Why am I so obsessed with Harry Potter? Long before I gave birth to two equally-obsessed mammals, I devoured Harry Potter like I did Sweet Valley High romances when in the sixth grade. I had the advantage of the first two Harry Potter books being out when I first discovered the world’s most famous wizard, then I waited with great anticipation for each sequel that followed. Every time a new book was about to be released, I reread the entire series. That means I have read The Sorcerer’s Stone approximately six times (okay, seven if you include the time I read it to Jack and Colin).
The one book that I had not read multiple times was the long-awaited last book in the series, The Deathly Hallows, which I had read (until this weekend) a sum total of once. Of course, I meant to reread it before the first half of the movie came out last November, but decided instead to reread The Half Blood Prince, one of my favorites. Then kids, work, and other books consumed my time and before I knew it, we were on the cusp of the hallowed (no pun intended) release of part two (otherwise known in my house as “the eight movie”) without my getting in a repeat read.
That did not diminish my spirit. The boys and I re-watched a movie a night leading up to the premier. I cried at scenes I have seen scores of times. I prepared costumes for myself and the boys to wear to the movie and a costume party afterwards. I continued to read The Goblet of Fire to Colin, but found myself weepy for no reason. When my friend Amy told me that her 14-year old daughter had proclaimed the movie release of Deathly Hallows, Part Two as the end of her childhood, it struck a deep chord.
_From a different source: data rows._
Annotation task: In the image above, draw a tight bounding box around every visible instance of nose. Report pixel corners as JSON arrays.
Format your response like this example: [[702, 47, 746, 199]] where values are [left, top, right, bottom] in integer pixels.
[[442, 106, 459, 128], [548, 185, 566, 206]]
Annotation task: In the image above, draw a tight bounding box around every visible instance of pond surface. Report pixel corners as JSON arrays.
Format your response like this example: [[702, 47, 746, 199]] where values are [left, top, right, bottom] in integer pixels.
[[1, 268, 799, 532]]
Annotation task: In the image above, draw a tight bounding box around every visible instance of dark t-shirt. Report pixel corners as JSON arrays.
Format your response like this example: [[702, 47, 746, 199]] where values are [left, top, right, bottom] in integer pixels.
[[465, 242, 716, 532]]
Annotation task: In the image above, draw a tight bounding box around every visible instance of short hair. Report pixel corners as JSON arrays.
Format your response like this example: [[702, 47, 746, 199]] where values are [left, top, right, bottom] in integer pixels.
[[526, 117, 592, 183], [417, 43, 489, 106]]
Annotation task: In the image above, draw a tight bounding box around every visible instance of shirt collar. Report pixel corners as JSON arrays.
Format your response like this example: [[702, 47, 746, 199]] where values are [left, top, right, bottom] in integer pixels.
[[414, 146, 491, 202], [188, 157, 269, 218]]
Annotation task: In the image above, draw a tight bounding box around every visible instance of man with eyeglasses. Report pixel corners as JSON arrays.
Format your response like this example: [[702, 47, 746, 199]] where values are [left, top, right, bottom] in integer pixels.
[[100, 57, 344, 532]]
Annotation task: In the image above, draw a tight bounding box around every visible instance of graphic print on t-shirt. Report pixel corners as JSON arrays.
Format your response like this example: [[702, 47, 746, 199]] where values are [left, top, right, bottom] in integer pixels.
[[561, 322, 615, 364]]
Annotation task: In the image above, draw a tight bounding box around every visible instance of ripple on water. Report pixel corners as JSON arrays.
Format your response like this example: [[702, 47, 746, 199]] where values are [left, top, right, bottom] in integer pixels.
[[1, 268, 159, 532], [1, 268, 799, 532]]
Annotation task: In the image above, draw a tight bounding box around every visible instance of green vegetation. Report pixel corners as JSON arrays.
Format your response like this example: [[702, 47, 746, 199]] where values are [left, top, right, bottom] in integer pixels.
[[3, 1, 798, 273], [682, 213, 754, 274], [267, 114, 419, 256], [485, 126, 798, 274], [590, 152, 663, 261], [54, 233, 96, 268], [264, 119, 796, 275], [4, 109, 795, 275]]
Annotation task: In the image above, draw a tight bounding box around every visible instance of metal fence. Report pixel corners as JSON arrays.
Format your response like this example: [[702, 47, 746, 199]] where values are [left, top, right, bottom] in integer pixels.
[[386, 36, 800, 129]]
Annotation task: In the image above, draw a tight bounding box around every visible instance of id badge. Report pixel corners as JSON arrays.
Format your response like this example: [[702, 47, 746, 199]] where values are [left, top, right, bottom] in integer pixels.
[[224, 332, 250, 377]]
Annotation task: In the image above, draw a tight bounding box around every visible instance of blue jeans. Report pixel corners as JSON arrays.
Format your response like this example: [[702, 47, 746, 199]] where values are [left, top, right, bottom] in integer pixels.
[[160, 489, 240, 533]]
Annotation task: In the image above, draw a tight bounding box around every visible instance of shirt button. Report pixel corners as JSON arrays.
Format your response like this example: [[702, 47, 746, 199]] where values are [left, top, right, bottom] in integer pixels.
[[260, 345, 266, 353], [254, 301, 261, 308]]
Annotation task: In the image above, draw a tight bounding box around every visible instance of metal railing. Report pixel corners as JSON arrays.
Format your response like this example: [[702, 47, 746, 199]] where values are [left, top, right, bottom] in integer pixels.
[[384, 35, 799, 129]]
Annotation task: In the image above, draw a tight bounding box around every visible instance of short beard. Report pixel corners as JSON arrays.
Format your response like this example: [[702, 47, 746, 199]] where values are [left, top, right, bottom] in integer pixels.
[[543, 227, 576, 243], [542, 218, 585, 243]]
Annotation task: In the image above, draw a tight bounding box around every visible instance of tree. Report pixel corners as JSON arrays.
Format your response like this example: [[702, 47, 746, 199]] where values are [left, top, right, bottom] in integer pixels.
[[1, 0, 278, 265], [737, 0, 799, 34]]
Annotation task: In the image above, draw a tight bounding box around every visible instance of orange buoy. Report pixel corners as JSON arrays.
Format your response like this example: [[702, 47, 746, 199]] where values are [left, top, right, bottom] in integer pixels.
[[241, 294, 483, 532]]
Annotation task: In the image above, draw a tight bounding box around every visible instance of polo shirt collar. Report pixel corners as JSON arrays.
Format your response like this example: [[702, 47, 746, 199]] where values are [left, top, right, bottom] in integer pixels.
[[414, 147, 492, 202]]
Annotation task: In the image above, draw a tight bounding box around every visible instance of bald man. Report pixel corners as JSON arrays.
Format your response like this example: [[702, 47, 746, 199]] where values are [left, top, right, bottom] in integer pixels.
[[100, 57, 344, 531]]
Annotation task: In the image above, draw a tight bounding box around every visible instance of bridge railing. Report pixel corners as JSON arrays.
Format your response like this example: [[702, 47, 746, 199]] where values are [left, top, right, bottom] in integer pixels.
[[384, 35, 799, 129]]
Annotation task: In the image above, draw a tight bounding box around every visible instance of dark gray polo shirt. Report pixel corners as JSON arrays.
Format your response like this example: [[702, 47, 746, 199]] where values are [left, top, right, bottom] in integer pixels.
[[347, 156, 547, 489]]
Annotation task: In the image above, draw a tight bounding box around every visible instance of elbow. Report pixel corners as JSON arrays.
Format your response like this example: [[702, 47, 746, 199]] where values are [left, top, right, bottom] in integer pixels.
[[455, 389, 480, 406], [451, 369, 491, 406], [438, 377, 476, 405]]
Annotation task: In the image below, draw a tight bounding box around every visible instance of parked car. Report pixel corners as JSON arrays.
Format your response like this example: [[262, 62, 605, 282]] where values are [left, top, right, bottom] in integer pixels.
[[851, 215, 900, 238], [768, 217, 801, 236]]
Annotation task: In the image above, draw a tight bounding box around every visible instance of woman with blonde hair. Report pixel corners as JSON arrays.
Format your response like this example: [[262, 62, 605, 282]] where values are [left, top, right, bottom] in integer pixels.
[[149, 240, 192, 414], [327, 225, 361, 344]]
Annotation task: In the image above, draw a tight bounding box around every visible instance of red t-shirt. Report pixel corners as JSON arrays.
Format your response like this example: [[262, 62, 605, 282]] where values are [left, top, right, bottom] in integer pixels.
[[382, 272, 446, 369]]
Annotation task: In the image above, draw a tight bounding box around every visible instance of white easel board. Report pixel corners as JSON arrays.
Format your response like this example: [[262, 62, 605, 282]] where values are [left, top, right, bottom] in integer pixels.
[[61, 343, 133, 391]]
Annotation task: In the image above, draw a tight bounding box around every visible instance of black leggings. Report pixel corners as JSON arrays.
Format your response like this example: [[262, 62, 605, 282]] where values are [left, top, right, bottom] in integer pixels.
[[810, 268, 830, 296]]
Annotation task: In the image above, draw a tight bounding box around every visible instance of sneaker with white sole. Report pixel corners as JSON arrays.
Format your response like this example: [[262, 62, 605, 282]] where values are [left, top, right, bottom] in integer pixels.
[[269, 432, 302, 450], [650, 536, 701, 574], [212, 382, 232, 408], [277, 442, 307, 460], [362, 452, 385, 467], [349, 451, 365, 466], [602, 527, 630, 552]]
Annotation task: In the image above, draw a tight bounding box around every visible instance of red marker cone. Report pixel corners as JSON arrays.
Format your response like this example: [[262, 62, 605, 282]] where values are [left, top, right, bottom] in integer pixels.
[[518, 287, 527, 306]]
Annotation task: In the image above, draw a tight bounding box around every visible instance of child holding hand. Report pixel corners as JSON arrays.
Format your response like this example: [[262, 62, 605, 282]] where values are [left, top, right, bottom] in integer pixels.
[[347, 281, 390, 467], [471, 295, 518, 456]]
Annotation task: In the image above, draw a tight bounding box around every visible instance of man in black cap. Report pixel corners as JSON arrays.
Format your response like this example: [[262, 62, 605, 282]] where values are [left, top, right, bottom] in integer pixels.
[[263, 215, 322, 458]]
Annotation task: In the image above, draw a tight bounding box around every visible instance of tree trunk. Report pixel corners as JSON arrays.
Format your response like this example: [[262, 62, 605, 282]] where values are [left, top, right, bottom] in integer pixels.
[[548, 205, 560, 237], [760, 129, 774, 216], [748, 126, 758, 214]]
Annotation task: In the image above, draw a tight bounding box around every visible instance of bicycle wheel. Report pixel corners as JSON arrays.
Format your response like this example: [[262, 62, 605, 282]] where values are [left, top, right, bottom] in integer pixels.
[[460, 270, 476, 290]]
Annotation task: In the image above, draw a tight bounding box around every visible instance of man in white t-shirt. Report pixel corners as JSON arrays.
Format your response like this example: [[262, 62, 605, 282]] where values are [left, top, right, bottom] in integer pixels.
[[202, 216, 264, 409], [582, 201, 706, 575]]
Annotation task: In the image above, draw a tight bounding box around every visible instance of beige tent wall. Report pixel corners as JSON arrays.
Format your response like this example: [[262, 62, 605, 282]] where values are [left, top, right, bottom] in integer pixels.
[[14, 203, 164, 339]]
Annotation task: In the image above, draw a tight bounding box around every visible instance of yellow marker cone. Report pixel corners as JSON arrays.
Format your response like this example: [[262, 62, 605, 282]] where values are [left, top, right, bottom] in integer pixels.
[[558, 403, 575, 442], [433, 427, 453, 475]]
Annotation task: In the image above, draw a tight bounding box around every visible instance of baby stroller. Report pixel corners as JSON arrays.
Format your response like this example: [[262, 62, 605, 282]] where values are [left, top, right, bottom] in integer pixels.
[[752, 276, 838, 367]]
I know Harry Potter lives happily ever after, so why all the emotion? I’m too young to look at Harry, Ron and Hermione as my children, but obviously am too old and too muggly to regard them as peers. While the Harry Potter series depicts a world that either doesn’t exist or we are not a part of (depending on your hopes and dreams) there are profound lessons in the experiences of these fictional characters. In a time marked by a serious lack of cooperation being displayed by political leaders, our elected officials could learn to rally together to confront a crisis. In an era where people believe what they are told without putting in the extra time to investigate, we could all learn to double-check sources and put critical thought into our positions. And in a world where friendships are maintained via text, tweets, and Facebook posts, we could all stand to remember that our personal connections make us stronger and need to be nurtured.
It is safe to say there is no book series from my own childhood that impacted me the same way Harry Potter did. As my kids grow older, I hope they will continue to reread the books, learn new lessons, and of course, memorize new spells.